I sat on the table and watched them chat quietly. While they spoke, huge, vivid bolts of energy would shoot out from one of them or the other, meeting above their heads or under the table and doing a silent crackling dance. They didn’t seem to notice. Or maybe they did and just tried to let it happen – not that they could have stopped it.

I spent the night on his nightstand beside his bed, throwing him some very strange dreams. He’s going on a journey and I’ll be right there with him.
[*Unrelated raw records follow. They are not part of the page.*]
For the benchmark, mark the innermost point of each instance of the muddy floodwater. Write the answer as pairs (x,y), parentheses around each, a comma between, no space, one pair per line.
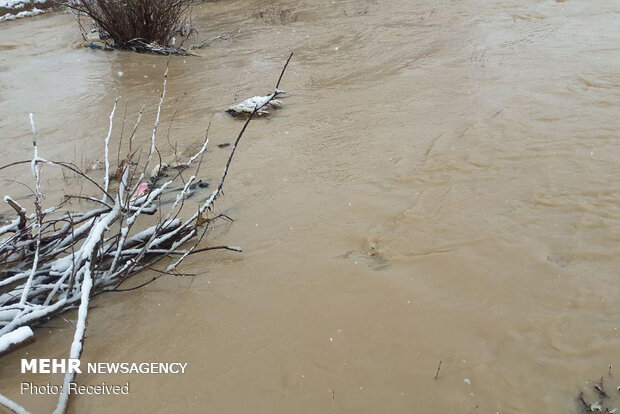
(442,184)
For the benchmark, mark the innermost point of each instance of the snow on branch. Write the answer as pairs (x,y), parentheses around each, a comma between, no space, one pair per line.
(53,260)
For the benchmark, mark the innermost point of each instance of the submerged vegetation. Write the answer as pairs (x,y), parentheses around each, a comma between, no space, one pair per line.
(54,259)
(140,25)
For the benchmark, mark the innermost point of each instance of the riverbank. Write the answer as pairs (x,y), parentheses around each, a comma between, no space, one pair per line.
(440,186)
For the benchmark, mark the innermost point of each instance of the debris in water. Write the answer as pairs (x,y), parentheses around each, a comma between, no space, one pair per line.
(264,103)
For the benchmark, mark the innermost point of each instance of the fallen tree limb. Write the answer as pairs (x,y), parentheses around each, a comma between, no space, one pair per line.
(54,260)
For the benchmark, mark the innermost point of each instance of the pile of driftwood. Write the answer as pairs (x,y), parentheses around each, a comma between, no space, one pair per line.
(53,260)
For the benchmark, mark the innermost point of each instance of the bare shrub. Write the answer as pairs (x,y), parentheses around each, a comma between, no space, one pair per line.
(133,22)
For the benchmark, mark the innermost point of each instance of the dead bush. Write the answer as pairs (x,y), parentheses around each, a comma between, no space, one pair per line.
(131,22)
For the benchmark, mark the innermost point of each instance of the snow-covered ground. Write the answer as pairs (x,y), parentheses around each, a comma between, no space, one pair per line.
(15,9)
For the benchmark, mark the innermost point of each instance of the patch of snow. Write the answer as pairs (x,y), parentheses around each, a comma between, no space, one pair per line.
(17,336)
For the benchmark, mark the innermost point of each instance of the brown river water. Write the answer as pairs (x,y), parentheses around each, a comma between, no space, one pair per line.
(441,185)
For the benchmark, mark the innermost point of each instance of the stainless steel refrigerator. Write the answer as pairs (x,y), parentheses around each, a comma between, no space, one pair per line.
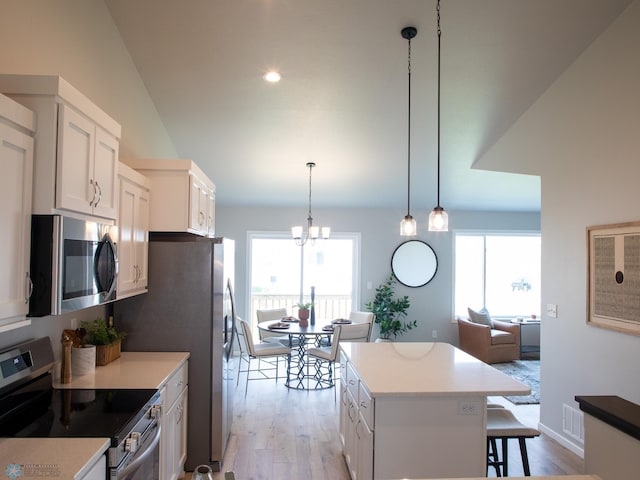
(190,307)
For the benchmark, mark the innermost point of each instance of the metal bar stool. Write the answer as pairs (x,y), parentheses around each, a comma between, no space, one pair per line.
(502,424)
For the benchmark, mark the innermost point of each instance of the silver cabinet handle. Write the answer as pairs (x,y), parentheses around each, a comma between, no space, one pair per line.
(29,285)
(95,192)
(99,194)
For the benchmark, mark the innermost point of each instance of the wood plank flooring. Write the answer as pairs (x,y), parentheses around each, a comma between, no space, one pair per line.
(282,434)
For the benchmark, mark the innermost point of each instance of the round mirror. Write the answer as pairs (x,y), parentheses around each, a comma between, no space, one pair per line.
(414,263)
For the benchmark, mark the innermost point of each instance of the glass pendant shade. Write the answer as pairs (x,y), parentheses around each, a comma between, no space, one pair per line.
(408,226)
(438,220)
(296,232)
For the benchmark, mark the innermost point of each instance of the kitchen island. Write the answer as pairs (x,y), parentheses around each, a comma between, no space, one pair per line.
(416,410)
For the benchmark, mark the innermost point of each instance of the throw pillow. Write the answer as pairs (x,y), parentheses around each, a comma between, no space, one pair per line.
(481,317)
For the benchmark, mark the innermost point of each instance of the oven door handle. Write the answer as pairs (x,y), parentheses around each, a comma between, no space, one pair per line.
(141,457)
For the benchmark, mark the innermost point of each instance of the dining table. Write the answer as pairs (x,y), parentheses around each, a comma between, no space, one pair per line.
(300,372)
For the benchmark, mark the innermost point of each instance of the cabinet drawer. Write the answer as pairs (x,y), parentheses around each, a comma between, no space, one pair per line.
(175,385)
(366,405)
(352,381)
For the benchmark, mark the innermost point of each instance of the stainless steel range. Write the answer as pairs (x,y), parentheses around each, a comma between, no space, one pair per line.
(30,407)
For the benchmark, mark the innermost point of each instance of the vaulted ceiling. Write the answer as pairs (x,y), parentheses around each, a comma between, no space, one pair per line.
(342,100)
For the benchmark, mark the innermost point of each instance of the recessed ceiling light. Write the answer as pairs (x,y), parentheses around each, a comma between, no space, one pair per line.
(272,76)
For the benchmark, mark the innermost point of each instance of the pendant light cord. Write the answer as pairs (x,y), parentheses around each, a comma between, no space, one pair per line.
(439,34)
(409,133)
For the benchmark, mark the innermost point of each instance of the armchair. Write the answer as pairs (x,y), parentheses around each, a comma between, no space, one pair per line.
(499,343)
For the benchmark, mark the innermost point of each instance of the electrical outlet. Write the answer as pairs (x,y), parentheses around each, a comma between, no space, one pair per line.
(469,408)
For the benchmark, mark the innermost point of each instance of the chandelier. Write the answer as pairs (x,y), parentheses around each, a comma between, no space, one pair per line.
(408,224)
(313,232)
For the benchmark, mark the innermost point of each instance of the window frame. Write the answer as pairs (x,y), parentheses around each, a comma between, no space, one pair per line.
(486,233)
(355,237)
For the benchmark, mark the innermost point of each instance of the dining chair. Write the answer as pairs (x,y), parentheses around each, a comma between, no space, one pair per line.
(362,317)
(272,314)
(250,351)
(324,359)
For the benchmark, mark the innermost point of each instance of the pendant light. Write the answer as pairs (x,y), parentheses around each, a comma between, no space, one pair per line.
(313,232)
(438,218)
(408,224)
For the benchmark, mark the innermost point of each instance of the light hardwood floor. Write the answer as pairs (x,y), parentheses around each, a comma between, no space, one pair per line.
(284,434)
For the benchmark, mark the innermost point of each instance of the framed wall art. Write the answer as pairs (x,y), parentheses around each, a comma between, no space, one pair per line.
(614,277)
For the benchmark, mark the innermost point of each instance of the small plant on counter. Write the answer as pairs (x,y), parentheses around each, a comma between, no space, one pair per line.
(389,311)
(98,332)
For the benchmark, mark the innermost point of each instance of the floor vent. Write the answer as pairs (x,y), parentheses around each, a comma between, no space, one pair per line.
(573,422)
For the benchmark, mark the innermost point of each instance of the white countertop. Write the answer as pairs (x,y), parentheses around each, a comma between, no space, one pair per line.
(426,369)
(67,458)
(131,370)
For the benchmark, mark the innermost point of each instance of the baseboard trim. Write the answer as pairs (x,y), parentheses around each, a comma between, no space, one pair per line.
(575,448)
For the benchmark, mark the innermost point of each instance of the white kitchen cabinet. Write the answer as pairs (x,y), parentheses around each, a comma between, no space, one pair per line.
(173,443)
(76,161)
(183,199)
(133,232)
(16,163)
(97,470)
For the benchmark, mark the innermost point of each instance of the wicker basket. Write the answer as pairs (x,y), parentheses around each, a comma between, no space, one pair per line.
(107,353)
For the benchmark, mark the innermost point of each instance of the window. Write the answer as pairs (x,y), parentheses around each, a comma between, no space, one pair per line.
(500,272)
(282,274)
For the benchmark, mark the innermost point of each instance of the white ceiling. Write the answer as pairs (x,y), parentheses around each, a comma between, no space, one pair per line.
(342,102)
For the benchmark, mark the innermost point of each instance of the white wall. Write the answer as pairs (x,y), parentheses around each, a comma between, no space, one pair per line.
(431,305)
(584,136)
(78,40)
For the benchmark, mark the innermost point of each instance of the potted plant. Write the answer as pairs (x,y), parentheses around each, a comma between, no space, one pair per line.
(83,355)
(105,337)
(303,313)
(389,311)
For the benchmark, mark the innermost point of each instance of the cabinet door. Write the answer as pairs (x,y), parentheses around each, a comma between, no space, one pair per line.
(16,163)
(141,239)
(211,211)
(197,214)
(364,440)
(127,271)
(105,174)
(76,148)
(133,227)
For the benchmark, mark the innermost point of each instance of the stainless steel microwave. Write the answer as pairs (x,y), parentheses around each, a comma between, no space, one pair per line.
(73,264)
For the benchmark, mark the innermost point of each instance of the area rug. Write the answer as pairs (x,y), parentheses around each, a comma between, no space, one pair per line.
(527,371)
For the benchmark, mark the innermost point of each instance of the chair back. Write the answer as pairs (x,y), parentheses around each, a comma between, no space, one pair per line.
(361,317)
(248,337)
(356,332)
(271,314)
(335,342)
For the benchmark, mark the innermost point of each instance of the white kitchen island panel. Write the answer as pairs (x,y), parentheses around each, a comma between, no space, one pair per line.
(425,404)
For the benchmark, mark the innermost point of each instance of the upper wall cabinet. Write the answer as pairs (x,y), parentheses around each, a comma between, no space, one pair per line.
(76,160)
(133,232)
(17,125)
(183,196)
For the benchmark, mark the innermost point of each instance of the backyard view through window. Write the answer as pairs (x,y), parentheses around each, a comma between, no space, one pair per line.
(500,272)
(282,274)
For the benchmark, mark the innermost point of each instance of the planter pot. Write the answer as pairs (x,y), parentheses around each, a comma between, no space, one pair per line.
(108,353)
(83,360)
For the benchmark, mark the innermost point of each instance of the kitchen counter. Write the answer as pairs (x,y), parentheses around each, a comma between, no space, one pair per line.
(426,369)
(72,457)
(68,458)
(131,370)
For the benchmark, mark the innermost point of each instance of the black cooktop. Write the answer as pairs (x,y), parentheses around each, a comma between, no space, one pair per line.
(37,410)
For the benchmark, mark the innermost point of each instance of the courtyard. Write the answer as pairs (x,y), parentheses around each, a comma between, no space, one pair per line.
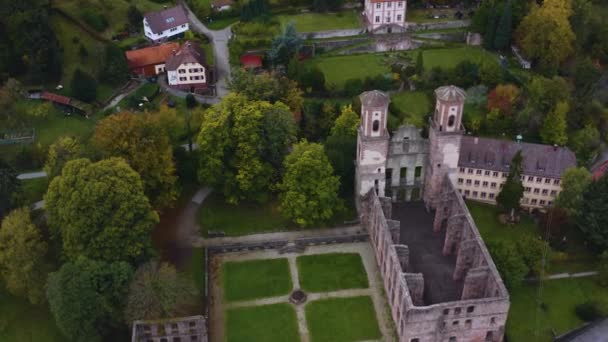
(254,296)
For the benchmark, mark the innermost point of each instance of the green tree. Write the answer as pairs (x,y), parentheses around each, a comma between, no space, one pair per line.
(118,222)
(145,145)
(575,181)
(85,297)
(60,152)
(84,87)
(157,291)
(512,190)
(554,126)
(545,34)
(593,214)
(309,189)
(23,266)
(240,146)
(115,69)
(510,264)
(10,188)
(502,38)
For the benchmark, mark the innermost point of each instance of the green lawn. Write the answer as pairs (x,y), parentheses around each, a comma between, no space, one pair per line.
(34,189)
(560,298)
(21,321)
(331,272)
(342,320)
(267,323)
(413,106)
(313,22)
(242,219)
(245,280)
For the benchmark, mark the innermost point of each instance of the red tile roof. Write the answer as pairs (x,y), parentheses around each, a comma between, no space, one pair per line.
(151,55)
(56,98)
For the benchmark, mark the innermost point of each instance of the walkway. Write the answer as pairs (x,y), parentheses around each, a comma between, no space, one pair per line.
(375,289)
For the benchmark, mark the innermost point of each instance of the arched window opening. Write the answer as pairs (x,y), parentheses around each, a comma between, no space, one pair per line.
(376,126)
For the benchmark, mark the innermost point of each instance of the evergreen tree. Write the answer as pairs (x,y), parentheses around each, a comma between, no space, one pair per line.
(490,34)
(503,31)
(512,190)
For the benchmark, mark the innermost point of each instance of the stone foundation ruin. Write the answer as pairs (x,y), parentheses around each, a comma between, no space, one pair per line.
(443,286)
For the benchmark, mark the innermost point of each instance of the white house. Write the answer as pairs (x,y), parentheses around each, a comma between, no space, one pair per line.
(385,15)
(165,24)
(187,69)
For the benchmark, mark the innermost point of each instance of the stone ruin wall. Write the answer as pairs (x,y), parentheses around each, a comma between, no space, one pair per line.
(481,313)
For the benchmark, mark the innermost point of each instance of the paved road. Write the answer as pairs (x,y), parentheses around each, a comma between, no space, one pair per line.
(32,175)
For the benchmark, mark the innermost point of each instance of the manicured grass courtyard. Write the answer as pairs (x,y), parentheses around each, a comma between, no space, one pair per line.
(267,323)
(560,298)
(21,321)
(252,279)
(313,22)
(342,320)
(242,219)
(413,107)
(331,272)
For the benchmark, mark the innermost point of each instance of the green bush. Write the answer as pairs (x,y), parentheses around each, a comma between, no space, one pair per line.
(94,19)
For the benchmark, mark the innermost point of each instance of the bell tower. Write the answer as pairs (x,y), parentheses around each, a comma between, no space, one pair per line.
(372,143)
(445,133)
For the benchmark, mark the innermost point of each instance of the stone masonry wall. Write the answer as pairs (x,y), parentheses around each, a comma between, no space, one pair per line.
(481,313)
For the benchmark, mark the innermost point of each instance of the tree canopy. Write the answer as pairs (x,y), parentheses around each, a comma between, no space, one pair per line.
(309,189)
(86,296)
(242,144)
(23,267)
(118,220)
(143,142)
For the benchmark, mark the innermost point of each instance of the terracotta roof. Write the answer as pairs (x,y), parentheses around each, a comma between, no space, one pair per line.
(496,155)
(189,53)
(222,3)
(151,55)
(450,93)
(166,19)
(56,98)
(374,98)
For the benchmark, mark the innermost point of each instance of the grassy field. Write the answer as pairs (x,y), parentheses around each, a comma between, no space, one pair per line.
(331,272)
(560,298)
(342,320)
(242,219)
(268,323)
(313,22)
(413,106)
(21,321)
(254,279)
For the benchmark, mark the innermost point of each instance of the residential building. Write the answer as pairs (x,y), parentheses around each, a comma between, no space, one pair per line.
(165,24)
(187,69)
(385,16)
(150,61)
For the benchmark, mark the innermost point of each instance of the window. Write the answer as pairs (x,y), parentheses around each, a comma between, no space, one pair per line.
(451,120)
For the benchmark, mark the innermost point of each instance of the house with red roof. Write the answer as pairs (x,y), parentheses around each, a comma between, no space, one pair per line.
(150,61)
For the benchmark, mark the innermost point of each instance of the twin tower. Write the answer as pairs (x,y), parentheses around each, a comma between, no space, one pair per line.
(376,150)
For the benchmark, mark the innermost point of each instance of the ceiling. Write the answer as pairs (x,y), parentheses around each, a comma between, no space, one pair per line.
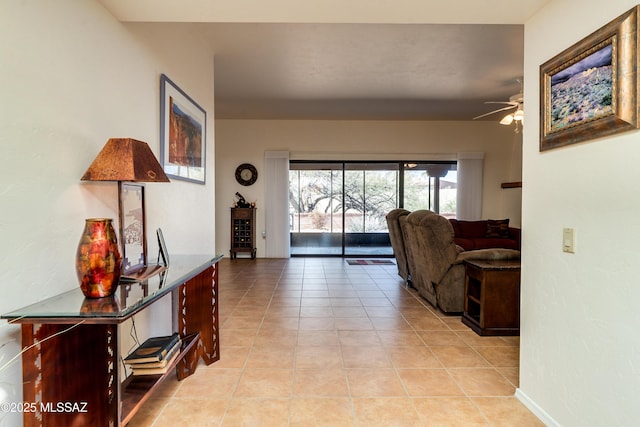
(442,67)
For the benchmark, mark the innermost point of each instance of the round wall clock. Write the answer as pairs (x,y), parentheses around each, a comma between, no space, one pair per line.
(246,174)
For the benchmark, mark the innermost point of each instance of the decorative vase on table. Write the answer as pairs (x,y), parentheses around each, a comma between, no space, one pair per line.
(98,258)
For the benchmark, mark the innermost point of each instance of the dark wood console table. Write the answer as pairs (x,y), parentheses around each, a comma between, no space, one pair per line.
(492,297)
(72,373)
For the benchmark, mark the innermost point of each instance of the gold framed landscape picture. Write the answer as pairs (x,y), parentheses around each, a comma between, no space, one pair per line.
(590,89)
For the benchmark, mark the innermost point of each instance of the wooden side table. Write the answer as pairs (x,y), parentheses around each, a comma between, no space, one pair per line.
(492,297)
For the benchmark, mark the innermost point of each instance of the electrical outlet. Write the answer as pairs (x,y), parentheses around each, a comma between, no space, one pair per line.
(568,240)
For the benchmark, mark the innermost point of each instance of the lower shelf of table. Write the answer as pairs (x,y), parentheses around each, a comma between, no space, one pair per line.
(136,389)
(473,322)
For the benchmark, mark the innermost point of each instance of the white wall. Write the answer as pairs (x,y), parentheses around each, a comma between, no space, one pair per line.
(72,77)
(580,346)
(245,141)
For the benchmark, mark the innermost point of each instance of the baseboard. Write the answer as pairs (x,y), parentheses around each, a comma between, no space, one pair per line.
(537,410)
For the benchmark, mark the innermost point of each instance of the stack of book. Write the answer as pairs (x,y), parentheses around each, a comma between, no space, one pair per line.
(155,355)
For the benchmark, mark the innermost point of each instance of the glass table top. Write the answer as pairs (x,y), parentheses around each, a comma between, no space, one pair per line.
(129,297)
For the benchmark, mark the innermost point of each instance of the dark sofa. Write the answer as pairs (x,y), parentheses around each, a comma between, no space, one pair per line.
(430,260)
(485,234)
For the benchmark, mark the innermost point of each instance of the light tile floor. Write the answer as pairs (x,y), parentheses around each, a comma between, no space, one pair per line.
(317,342)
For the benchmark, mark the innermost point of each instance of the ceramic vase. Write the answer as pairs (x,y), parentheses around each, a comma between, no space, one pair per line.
(98,259)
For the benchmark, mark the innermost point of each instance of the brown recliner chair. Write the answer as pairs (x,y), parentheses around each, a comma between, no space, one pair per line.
(436,262)
(397,241)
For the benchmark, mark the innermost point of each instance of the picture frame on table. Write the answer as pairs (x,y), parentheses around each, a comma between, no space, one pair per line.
(590,89)
(131,217)
(182,134)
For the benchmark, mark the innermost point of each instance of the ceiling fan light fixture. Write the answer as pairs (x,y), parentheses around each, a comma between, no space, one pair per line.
(507,120)
(518,115)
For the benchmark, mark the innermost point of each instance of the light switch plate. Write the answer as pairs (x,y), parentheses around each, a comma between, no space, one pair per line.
(568,240)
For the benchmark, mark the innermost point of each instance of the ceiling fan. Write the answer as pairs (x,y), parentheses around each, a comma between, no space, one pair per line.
(515,101)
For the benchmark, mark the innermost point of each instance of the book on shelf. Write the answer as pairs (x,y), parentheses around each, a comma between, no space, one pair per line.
(154,349)
(162,363)
(145,369)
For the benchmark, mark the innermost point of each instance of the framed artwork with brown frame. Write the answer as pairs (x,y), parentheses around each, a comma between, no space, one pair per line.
(182,134)
(132,226)
(590,89)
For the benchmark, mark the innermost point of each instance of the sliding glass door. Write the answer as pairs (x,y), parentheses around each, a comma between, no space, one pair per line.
(339,208)
(370,192)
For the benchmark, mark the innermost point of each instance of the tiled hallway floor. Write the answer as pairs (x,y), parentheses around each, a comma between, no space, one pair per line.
(317,342)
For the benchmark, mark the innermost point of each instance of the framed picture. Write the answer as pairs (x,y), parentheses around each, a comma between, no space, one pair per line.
(163,254)
(132,226)
(590,90)
(182,134)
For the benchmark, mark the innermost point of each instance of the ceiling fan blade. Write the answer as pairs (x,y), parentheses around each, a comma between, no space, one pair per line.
(496,111)
(513,103)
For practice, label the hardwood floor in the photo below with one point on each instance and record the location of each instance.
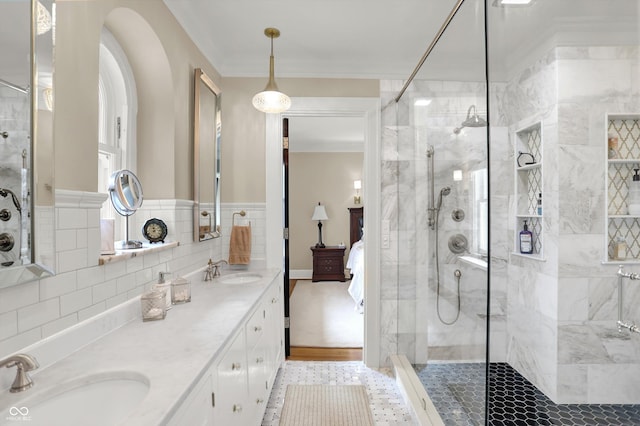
(301, 353)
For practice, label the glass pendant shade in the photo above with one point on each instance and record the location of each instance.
(271, 100)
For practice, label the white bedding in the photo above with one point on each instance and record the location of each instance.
(356, 264)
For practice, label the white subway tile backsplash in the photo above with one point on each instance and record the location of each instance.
(73, 302)
(91, 311)
(71, 218)
(8, 324)
(90, 276)
(72, 260)
(57, 285)
(38, 314)
(66, 239)
(82, 289)
(104, 291)
(60, 324)
(14, 298)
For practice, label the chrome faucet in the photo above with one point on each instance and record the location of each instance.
(24, 363)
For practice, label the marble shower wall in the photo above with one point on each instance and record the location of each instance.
(409, 286)
(14, 119)
(562, 333)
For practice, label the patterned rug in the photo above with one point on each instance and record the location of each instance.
(326, 405)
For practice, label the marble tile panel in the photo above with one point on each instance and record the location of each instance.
(573, 299)
(580, 255)
(579, 344)
(572, 384)
(583, 79)
(603, 299)
(614, 384)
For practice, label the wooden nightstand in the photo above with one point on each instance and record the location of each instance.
(328, 263)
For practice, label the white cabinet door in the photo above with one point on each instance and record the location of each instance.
(231, 394)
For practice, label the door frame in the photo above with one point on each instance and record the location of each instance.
(369, 110)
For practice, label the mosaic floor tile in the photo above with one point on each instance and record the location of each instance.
(458, 390)
(385, 401)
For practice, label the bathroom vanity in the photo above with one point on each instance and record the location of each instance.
(212, 361)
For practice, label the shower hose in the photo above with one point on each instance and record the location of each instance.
(438, 279)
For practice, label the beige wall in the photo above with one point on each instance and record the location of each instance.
(162, 58)
(326, 178)
(243, 128)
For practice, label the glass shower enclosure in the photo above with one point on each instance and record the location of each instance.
(506, 164)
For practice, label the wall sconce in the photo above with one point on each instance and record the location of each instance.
(271, 99)
(319, 214)
(357, 185)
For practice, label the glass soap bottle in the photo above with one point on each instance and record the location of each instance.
(634, 194)
(153, 305)
(180, 291)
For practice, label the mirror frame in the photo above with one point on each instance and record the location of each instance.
(41, 205)
(206, 214)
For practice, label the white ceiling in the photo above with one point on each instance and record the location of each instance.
(383, 39)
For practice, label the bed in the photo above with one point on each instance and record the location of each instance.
(355, 262)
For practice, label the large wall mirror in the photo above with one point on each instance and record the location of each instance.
(206, 153)
(27, 222)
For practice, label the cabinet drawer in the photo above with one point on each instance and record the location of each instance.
(255, 327)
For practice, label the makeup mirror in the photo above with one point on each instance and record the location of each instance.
(125, 192)
(206, 152)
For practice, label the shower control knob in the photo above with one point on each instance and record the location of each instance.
(5, 215)
(6, 242)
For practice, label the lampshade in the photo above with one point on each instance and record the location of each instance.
(271, 100)
(319, 213)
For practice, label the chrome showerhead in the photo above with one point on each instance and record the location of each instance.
(472, 120)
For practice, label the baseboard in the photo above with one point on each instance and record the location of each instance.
(414, 394)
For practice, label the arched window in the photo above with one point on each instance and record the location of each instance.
(117, 108)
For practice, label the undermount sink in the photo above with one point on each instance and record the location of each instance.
(240, 278)
(99, 399)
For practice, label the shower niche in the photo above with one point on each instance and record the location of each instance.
(622, 154)
(528, 187)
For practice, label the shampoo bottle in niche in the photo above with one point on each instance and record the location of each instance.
(539, 208)
(634, 194)
(526, 240)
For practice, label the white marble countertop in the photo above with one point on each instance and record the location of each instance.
(173, 354)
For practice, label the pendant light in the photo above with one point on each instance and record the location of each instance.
(271, 100)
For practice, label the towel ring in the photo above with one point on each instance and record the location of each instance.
(241, 213)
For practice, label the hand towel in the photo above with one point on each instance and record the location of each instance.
(240, 245)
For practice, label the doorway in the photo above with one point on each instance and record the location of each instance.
(324, 158)
(369, 109)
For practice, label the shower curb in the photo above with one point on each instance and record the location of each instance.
(413, 393)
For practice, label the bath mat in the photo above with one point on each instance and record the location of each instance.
(326, 405)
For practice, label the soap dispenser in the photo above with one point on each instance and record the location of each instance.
(634, 194)
(526, 240)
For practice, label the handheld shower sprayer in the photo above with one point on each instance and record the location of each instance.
(443, 193)
(5, 192)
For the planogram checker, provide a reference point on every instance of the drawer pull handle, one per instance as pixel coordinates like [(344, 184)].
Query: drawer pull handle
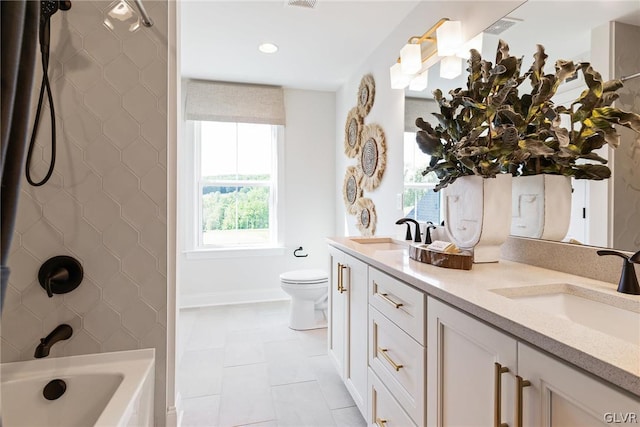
[(497, 397), (390, 301), (395, 365), (341, 268), (520, 385)]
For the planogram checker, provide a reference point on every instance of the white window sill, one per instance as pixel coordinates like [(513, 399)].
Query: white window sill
[(220, 253)]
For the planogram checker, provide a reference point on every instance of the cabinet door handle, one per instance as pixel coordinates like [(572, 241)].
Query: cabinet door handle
[(520, 385), (341, 268), (395, 365), (390, 301), (497, 397)]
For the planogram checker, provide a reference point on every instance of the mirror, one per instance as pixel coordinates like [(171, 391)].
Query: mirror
[(603, 213)]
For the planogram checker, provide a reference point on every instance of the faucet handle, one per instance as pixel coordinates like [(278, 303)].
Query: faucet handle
[(628, 283), (404, 221)]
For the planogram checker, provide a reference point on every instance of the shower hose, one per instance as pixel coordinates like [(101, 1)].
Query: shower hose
[(44, 85)]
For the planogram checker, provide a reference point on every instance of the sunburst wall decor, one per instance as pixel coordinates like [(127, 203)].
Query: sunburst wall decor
[(352, 132), (366, 217), (351, 189), (372, 159), (366, 93)]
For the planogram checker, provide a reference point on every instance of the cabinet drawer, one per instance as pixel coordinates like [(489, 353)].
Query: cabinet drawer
[(401, 303), (399, 361), (384, 410)]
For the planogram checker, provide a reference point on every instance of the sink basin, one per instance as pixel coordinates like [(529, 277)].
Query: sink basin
[(615, 315), (379, 243)]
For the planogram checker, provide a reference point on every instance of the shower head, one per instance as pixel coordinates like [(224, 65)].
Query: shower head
[(47, 9)]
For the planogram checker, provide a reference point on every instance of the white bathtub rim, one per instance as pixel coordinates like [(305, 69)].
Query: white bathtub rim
[(135, 366)]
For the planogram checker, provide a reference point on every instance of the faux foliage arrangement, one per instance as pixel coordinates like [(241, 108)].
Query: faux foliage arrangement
[(489, 128)]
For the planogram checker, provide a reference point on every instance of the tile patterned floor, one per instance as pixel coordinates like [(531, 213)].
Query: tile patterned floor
[(241, 365)]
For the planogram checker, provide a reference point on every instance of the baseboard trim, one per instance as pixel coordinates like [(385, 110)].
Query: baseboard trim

Weds – January 27, 2010 7:05:20 AM EST

I woke to realize I had no idea where I was. I looked around an unfamiliar room. I was on a bench of some kind surrounded by tools, wires, and beads. I glanced down at the brightly colored baubles. Some were clear, some painted, many in odd shapes. There were several that were in the shape of a heart. I looked twice at them to see if they were awake. No.

“Nice,” I thought, “but I’m grateful that I’m a true stone.”

My shoulders had straps around them. Then I remembered. He had given me to a friend yesterday; Nancy. She makes jewelry.

“I need your help with something,” he said. “I want to take this on my trip but I would like to wear it around my neck do there’s no chance I could lose it.”

He had learned, through the years, to take special care of the things that meant a lot to him.

“Also, I’d prefer it rest on my chest rather than in my pocket.”

Nancy looked at me, then him, rather strangely. She turned me over, as if looking for my best side (which, of course, she didn’t see because the best side is the INside.) It occurred to me that she didn’t see how lovely I was. He saw her expression as well and we shared a silent chuckle.

“OK,” she agreed slowly. “I’ll see what I can do.”

So H. S. StoneHeld on a String Stone today,  is ready for the journey.

Thursday January 28, 2010 7:52:11 AM – Logan Airport, Boston.

It seems like just yesterday that I was just a stone; lifeless and unaware. Then, out of seemingly nowhere, a spark between two people birthed me into awareness.

What is the difference between me, now and then? I am the same size, shape, and weight. No microscope, no matter how powerful, could find a difference. And when whatever it was that was added passes, there will still appear to be no change. I will remain a Heart Shaped Stone but no longer be H. S. Stone.

What changed?

Could it be that the only significant change is that I have been seen?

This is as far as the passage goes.